In 2010, Christensen was diagnosed with cancer. He went on to live another ten years, sadly passing away in January 2020, at the age of 67. Ten years earlier he had written about his first diagnosis of cancer: 

“Thankfully, it now looks as if I’ll be spared. But the experience has given me important insight into my life. I’ve concluded that the metric by which God will assess my life isn’t dollars but the individual people whose lives I’ve touched.”

The Avoid At All Costs List

“The difference between successful people and very successful people is that very successful people say “no” to almost everything.” – Warren Buffett

There’s a story of Warren Buffett joking to his pilot that he wasn’t doing his job because he’d been working for him too long. He offered to help him go after more of his goals and dreams.

Buffett asked his pilot to list the 25 most important things he wanted to do in his life. And then he asked him to review each goal and choose his 5 most important ones.

Things got interesting when Buffet then asked him, “What about these other 20 things on your list that you didn’t circle?” Buffett asked. “What is your plan for completing those?”

His pilot said he’d focus mainly on his top 5 goals but work on the others when he had spare time with just as much dedication.

And that was the moment, Buffett turned serious.
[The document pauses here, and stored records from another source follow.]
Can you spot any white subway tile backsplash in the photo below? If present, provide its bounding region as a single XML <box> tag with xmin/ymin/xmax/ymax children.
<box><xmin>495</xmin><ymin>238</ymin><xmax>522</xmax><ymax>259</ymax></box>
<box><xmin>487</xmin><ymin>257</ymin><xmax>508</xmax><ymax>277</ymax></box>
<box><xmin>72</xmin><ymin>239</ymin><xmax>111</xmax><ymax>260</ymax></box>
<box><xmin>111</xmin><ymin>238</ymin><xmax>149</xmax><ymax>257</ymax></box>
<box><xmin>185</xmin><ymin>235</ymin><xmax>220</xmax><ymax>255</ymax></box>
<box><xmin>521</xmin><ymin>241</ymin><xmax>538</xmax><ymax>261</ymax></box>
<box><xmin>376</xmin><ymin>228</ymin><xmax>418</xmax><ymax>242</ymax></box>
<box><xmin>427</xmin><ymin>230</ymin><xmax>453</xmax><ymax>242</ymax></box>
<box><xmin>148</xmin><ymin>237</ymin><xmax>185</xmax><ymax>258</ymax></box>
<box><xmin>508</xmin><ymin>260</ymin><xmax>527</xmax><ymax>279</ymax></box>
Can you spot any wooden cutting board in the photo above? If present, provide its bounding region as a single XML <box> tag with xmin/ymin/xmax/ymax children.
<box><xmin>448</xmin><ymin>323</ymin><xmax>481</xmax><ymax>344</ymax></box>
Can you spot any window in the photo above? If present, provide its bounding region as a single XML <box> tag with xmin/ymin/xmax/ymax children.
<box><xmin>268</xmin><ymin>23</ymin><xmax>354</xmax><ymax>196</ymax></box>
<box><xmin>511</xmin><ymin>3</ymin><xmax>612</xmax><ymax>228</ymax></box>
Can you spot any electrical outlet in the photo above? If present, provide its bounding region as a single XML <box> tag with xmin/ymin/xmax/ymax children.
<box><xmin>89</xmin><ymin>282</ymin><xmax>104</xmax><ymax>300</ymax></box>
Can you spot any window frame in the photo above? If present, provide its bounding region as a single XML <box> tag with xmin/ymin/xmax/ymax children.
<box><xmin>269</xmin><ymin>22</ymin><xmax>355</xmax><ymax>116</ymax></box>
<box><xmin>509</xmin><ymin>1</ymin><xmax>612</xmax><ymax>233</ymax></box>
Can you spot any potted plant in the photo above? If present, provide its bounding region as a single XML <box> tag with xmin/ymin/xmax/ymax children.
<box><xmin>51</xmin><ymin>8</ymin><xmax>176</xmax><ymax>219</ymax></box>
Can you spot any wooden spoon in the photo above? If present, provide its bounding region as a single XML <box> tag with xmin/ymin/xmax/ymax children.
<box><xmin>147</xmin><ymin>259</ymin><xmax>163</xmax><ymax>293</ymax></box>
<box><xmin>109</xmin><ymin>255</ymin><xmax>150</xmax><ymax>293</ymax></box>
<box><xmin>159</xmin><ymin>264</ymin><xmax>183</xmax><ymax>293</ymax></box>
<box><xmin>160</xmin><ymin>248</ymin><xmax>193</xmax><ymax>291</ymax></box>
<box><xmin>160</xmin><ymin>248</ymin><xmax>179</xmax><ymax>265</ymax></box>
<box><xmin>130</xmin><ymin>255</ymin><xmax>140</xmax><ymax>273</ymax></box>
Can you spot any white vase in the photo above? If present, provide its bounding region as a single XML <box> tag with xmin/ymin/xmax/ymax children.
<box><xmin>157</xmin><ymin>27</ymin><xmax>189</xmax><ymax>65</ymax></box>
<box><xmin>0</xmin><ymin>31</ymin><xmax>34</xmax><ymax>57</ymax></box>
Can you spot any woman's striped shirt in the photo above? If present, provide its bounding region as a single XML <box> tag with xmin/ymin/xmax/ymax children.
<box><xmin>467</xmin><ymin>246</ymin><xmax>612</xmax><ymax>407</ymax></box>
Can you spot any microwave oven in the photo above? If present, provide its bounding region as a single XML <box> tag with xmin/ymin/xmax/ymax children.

He said, “You’ve got it wrong. Everything you didn’t circle just became your ‘avoid at all cost list.’ No matter what, these things get no attention from you until you’ve succeeded with your top five.”

My Avoid At All Costs List

  1. Coaching anyone who isn’t driven, ambitious, talented – and making a massive difference in the world. Or those on their way. 
  2. Creating, writing or speaking about anything that doesn’t scare me, challenge my thinking or challenge the thinking of my audience. 
  3. Doing anything that doesn’t build my community of fascinating people. 
  4. Putting being “right” above having a great relationship. 
  5. Starting my day answering email (which is really other people’s to do list) or being on my phone instead of being present with my kids. 

The Avoid At All Costs List is a transformative tool for you. And it will make a massive difference for your clients. The more successful they are, the more of a difference it will make. 

Here’s how to create it:

  • Make a list of at least 5 things that you should no longer be doing.
  • Make sure to include activities that used to give you joy. 
  • Include activities that used to be in your Zone of Genius but are now in your Zone of Excellence. In your Zone of Genius are things that almost no one else on the planet can do. In your Zone of Excellence are things that you were once great at but so are many top performers.